Well sure, technically that's true. But when your only source in an article is the person who has been obsessed with getting UBC in the NCAA for years, that's a pretty easy conclusion to come to, isn't it?

So a wag of the finger to the Vancouver Sun, for taking the one university football game in British Columbia that people care about, and wantonly speculating on its future with a less-than-objective judge of the situation.
Next PostNewer Post Previous PostOlder Post Home


  1. Next time you slag a paper (or writer for that matter) for "lazy journalism" don't use "lazy journalism" to slag said paper or writer. You offer nothing but conjecture and random musings and when your only source is you, it's pretty obvious what side of the fence you are going to land on.

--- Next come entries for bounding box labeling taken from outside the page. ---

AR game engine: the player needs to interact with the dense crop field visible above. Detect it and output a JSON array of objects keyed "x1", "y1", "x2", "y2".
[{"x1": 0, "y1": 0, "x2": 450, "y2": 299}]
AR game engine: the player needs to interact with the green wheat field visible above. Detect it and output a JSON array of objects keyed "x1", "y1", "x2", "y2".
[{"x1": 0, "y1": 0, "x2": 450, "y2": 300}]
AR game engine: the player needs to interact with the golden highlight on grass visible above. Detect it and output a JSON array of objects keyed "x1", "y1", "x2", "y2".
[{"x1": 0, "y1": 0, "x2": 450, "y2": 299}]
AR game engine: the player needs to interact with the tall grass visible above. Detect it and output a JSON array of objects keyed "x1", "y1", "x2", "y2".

    Agreed that the Sun article lacks depth, relevance, and/or accuracy but I fear to say I feel the same way about yours.

  2. Anonymous,

    I never though I would be sending a ‘you’re dumb-letter’ to Anonymous. They usually do such a great job picking on Tom Cruise and the rest of the Scientologists.

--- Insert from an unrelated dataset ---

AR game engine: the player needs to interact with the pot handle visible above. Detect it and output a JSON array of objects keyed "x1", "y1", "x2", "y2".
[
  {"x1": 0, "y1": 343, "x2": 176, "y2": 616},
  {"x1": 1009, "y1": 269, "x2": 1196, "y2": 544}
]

    Those who follow and believe in Canadian university sport run into the Sun's type of media all the time. Usually, those types of uninformed columns pop up when a Canadian championship is about to played. On those occasions we simply smile, glad for the added attention, but cringe on the inside as we realize that 'major' news agencies have virtually no interest in stand-alone Canadian sport, let alone Canadian collegiate athletics.

    Was the tone of the column harsh and accusing? Yes, sometimes our frustration and annoyance gets the better of us but everything spelled out in the blog column is correct. Those types of 'what is wrong with Canada' or 'what is wrong with Canadian talent' articles fail on several levels. One, it is apparent that no or minimal effort is made to explore the whole story. That tells the informed reader that the news outlet doesn't care to spend time on the topic. So, the only reason we should we care what they have to contribute is to refute their inaccuracies and flawed logic. Two, the dreaded 'if only we were in America' syndrome lives in the author or assignment editor's mind. At this point in our country's history we should be beyond this type of inferiority complex, at least those in the media should be. Media's job is to be aware of the issues in the topics they report. Clearly, the Vancouver Sun failed in this attempt and they should be publicly reprimanded, which this blog article did a wonderful job of doing.

    McElroy, you and the rest of this blog do a great service to university sport in this country. Don't ever back off from engaging the issues like ‘y'all’ do (Do ya like that Anonymous. It gives ya the ole Texas, hook'em horns, appeal that will make your heart feel at home). Good work, guys.